Paul Freedman, a cuisine historian at Yale University, likened chefs at private restaurants to those at country clubs or upscale corporate dining rooms.
“A lot of chefs take these jobs because they’re less pressure and they pay well,” he said. “But I would imagine you get tired of it. Your customers don’t change; you get an idea of what they like. It’s all kind of predictable. This has always been a kind of stepping away from the high pressure.”
But Mr. Salaam is under pressure to please the wealthy and powerful residents of Central Park Tower. As he wandered through the cigar room in his chef’s whites the other evening, a man rose from the poker table, past the private lockers where residents can store cigars and expensive bottles of liquor, and approached him.
“You should put a bit more breakfast food on the brunch menu,” said the man. That morning, he had asked the chef to make him eggs for breakfast, off menu.
Mr. Salaam smiled and nodded.
“I’ve cooked for the 1 percent my whole career,” he said. “That’s part of why I ended up here. Not everyone can walk in off the street and do this.”
What has he learned from his years serving the elite?
“I don’t take anything personally,” he said, as a waiter offered plates of another of his creations, a dessert that was somewhere between brownie and cake, with light notes of hazelnut, topped with gold leaf beside a dollop of not-too-sweet vanilla gelato.
“People that look like me in these positions 30 years ago — it didn’t happen,” he said. By the time I got here, that thick skin had already been there.”
Mr. Salaam appreciates the perks of his position, including the view. Sometimes only the tops of other skyscrapers are visible, poking through the clouds in an otherworldly tableau. He has learned that it takes exactly four days in autumn for the leaves in Central Park to go from green to golden. Among the privileged few to eat at the restaurant is his 4-year-old daughter, who likes to point to the tower from the family’s apartment window in Long Island City, Queens.

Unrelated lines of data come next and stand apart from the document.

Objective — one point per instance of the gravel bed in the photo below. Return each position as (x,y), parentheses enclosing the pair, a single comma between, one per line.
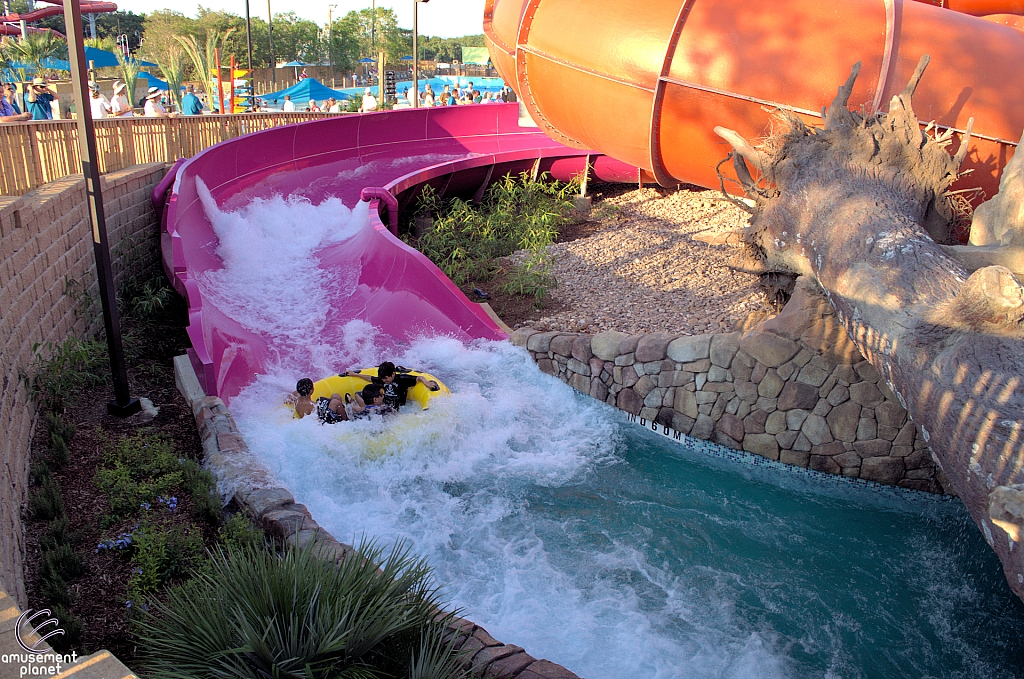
(641,271)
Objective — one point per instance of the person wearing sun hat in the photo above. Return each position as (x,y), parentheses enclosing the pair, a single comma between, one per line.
(9,113)
(100,107)
(38,99)
(154,109)
(120,107)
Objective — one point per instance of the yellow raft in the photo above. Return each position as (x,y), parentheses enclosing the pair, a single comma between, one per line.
(341,385)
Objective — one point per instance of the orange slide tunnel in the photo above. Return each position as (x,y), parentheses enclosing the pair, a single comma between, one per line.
(646,83)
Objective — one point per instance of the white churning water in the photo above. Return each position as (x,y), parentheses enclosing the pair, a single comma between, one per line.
(562,528)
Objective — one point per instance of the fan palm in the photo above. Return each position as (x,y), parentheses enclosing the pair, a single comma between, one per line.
(33,50)
(202,54)
(129,73)
(255,614)
(174,74)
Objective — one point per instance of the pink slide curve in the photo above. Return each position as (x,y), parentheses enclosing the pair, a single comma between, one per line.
(384,158)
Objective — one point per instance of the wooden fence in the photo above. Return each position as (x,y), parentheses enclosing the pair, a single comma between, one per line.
(36,153)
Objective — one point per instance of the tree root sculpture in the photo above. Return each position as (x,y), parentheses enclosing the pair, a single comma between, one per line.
(858,205)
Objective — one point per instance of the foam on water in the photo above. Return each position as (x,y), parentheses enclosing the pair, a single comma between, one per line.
(271,282)
(562,528)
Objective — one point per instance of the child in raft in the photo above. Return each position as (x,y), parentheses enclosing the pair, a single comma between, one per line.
(337,408)
(394,384)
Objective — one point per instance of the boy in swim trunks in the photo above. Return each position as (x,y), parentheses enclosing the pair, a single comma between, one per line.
(300,397)
(394,384)
(373,397)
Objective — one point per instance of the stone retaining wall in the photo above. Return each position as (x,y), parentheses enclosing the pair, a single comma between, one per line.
(794,389)
(47,282)
(273,508)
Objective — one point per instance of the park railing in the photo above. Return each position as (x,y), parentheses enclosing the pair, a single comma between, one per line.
(36,153)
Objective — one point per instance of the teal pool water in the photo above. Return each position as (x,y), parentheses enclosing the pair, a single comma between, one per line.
(564,528)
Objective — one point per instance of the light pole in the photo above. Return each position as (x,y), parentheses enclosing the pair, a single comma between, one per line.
(416,52)
(123,404)
(330,41)
(249,41)
(273,62)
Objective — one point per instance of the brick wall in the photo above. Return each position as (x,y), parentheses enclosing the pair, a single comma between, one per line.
(48,291)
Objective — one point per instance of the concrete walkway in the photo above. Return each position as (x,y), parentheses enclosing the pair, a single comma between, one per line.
(15,663)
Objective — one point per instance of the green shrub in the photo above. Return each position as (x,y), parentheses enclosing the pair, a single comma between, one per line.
(46,503)
(161,554)
(201,485)
(56,534)
(137,470)
(516,213)
(142,299)
(61,561)
(71,367)
(258,614)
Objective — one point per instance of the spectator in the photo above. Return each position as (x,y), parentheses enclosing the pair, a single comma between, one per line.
(38,99)
(369,101)
(97,102)
(189,102)
(120,107)
(9,112)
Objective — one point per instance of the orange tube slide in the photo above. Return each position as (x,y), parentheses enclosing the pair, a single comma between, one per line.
(647,83)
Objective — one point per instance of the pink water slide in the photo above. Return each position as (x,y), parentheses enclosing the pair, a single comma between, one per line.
(384,158)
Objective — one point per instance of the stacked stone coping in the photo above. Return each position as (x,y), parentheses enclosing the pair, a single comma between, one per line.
(273,508)
(49,293)
(794,389)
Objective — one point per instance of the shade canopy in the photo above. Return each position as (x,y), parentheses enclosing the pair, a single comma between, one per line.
(475,55)
(302,91)
(154,81)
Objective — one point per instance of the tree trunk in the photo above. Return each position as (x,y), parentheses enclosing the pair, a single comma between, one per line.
(856,206)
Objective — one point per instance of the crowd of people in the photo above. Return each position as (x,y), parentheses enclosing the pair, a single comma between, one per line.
(39,98)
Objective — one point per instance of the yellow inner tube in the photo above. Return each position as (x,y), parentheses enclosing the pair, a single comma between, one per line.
(342,385)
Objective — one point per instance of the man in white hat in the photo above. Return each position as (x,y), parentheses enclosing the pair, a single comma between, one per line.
(9,113)
(154,109)
(120,107)
(38,99)
(100,107)
(369,101)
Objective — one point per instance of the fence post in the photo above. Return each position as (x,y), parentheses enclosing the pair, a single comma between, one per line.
(169,139)
(35,162)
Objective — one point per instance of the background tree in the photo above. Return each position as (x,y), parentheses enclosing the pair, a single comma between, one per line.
(296,39)
(162,28)
(34,50)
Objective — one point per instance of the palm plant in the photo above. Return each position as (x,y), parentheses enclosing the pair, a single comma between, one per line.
(174,74)
(33,50)
(255,614)
(202,54)
(129,69)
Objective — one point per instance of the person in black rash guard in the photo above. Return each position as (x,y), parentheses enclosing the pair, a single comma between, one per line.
(394,384)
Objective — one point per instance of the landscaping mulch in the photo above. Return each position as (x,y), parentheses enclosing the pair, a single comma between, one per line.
(100,593)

But for chefs, being so far out of the public eye can be difficult.
“There’s a trade-off with ego,” said Stephen Zagor, a restaurant consultant and adjunct professor in food studies at New York University.

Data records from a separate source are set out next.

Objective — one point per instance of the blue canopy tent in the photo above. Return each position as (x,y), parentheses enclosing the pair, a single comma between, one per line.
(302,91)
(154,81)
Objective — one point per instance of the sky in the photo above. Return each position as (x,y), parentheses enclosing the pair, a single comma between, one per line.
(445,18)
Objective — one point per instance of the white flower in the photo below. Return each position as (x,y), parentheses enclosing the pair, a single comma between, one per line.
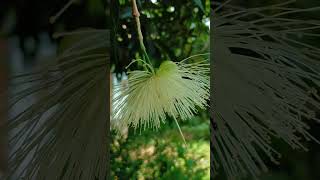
(175,89)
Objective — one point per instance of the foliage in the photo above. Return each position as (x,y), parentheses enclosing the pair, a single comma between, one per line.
(162,155)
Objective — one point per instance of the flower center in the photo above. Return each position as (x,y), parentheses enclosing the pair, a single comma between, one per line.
(167,67)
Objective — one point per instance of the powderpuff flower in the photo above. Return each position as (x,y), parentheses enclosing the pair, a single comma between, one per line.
(174,89)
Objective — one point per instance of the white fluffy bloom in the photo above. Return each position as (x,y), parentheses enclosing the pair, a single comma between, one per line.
(175,89)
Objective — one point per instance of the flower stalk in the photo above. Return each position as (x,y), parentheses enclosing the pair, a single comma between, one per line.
(136,16)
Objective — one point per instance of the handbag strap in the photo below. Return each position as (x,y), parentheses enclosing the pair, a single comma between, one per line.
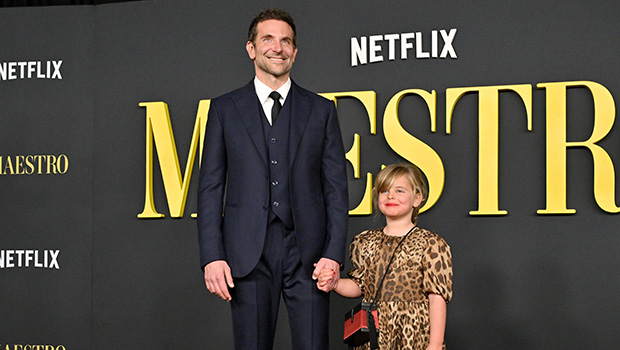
(380,286)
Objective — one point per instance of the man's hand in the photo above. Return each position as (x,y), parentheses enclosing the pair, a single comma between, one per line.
(218,279)
(326,263)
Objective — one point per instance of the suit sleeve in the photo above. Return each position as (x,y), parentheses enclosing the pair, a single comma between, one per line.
(335,191)
(211,186)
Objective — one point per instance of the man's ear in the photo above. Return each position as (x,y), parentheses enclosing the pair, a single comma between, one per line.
(249,47)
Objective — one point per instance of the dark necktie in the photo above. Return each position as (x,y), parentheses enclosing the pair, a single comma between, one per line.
(275,110)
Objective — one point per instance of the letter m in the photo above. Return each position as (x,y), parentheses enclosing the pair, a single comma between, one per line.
(159,133)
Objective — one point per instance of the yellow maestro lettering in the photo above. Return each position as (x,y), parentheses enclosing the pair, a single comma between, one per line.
(159,131)
(159,134)
(488,142)
(369,100)
(604,174)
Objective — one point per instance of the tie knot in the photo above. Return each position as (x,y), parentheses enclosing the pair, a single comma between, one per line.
(275,96)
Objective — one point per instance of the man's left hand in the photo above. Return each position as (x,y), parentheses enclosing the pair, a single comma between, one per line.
(329,264)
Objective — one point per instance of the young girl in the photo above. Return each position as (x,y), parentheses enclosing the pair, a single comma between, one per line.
(418,285)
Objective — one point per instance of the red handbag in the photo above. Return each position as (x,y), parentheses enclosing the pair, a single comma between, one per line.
(357,321)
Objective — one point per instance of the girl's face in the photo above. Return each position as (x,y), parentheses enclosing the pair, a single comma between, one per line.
(398,201)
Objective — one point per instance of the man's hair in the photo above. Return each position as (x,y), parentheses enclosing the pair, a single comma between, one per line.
(271,13)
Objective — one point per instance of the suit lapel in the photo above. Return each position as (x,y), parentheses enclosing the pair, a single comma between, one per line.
(248,110)
(301,109)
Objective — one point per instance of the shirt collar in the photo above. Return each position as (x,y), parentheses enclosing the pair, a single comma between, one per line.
(263,91)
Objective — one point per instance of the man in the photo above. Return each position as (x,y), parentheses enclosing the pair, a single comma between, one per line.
(272,197)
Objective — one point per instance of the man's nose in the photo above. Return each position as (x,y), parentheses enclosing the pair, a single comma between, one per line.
(276,46)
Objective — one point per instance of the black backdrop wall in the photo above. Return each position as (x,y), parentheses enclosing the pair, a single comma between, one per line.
(80,270)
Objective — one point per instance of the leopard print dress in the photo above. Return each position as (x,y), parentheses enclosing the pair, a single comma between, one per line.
(422,265)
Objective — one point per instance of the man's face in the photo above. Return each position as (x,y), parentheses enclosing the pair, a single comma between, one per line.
(273,52)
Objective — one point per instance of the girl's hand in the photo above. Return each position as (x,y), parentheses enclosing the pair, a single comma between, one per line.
(325,276)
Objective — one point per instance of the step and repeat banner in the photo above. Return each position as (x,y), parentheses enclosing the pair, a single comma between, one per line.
(507,107)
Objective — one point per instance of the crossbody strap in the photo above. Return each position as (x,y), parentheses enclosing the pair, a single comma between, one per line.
(380,286)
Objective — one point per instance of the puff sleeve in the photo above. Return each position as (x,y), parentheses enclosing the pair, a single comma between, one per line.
(437,266)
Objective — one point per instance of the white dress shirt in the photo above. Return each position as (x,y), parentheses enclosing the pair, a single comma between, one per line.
(263,91)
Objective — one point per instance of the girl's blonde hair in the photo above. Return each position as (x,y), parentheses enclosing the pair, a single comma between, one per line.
(387,177)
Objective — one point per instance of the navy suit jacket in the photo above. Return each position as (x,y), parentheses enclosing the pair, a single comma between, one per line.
(233,194)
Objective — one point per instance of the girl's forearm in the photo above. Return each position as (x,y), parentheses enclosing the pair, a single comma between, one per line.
(347,288)
(437,314)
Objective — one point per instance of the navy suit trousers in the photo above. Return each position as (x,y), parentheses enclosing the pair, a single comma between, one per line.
(256,298)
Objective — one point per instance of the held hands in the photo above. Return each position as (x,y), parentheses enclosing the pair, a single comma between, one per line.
(218,279)
(327,274)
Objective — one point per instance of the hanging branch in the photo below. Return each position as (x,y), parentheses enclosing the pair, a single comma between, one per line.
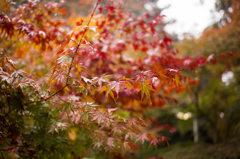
(70,68)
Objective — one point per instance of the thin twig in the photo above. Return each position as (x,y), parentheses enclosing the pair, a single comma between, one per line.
(70,68)
(79,43)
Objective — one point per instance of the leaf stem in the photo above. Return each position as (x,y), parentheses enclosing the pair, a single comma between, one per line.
(70,68)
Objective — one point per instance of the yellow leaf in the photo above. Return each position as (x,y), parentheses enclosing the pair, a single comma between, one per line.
(79,68)
(53,81)
(126,78)
(66,90)
(103,89)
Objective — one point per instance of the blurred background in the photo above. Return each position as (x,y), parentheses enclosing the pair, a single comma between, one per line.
(205,121)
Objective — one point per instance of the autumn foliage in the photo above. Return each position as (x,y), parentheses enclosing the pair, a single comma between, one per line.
(64,85)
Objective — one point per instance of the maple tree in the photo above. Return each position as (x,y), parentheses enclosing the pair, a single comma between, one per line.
(64,84)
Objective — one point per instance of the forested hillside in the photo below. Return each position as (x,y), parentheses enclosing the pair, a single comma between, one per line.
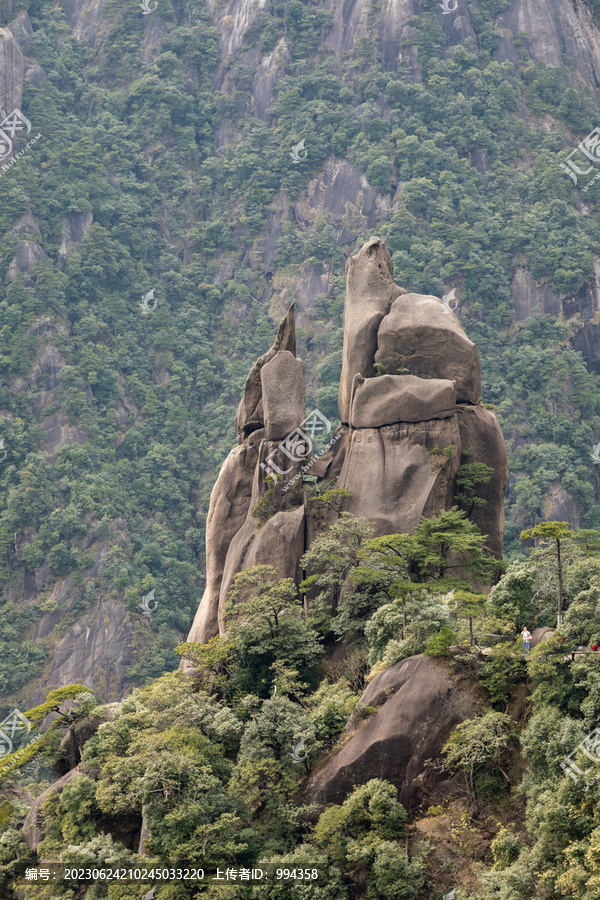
(165,165)
(180,173)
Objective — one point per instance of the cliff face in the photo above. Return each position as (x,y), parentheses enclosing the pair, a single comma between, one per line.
(391,422)
(388,451)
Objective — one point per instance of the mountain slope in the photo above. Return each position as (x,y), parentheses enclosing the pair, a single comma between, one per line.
(165,164)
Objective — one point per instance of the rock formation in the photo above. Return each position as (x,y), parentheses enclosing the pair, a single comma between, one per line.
(409,403)
(418,706)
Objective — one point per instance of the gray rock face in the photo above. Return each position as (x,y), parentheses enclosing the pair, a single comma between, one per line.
(395,476)
(75,228)
(422,336)
(26,226)
(554,29)
(282,382)
(481,441)
(32,829)
(529,297)
(560,506)
(85,18)
(27,255)
(22,30)
(398,458)
(400,398)
(339,184)
(250,416)
(11,73)
(229,503)
(419,706)
(95,651)
(370,292)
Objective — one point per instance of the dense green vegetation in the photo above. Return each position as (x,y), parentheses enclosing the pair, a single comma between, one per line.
(216,764)
(149,399)
(183,180)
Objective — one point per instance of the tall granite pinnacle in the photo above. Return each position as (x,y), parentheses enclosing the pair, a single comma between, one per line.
(410,388)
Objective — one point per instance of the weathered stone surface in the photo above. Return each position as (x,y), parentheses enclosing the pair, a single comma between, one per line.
(422,336)
(370,292)
(560,506)
(26,226)
(28,253)
(268,73)
(229,503)
(253,546)
(338,185)
(539,635)
(232,20)
(35,75)
(420,706)
(249,416)
(22,30)
(395,476)
(283,394)
(32,828)
(400,398)
(11,73)
(95,651)
(75,228)
(399,457)
(71,745)
(481,435)
(85,17)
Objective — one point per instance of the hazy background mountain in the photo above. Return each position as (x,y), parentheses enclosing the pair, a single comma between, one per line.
(165,164)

The dynamic has been tough for Mr. Salaam. He is known in the industry — but it’s not the same as if his crispy king oyster mushroom, atop a perfectly spongy bao bun with delightfully tangy pickled ginger, was subject to critical reviews and eligible for awards.
“I’m in all the rooms with all the other chefs, but obviously I don’t really look like a typical chef, and my peers are like, ‘Oh, chef, we’ve never heard of you,’” he said.
Alexander Smalls, a James Beard-award winning chef, discovered Mr. Salaam when he was scrolling through social media 10 years ago. Mr. Smalls messaged him, and the men have since become friendly. Mr. Smalls has eaten at 10 Cubed and is impressed by the food, as well as by Mr. Salaam’s humility, he said. He called him “a culinary practitioner and an artisan.”
“He is so gifted, and he isn’t getting the affirmation that most chefs get because he’s laboring in a vacuum of privilege,” Mr. Smalls said. “I would eat his food in a basement.”
Mr. Salaam said he longs for a critical eye.
“I would love to be reviewed,” he said. “Obviously, this is curated for the residents, but there’s that competitive side that would love to know what it’s like to be up against the others.”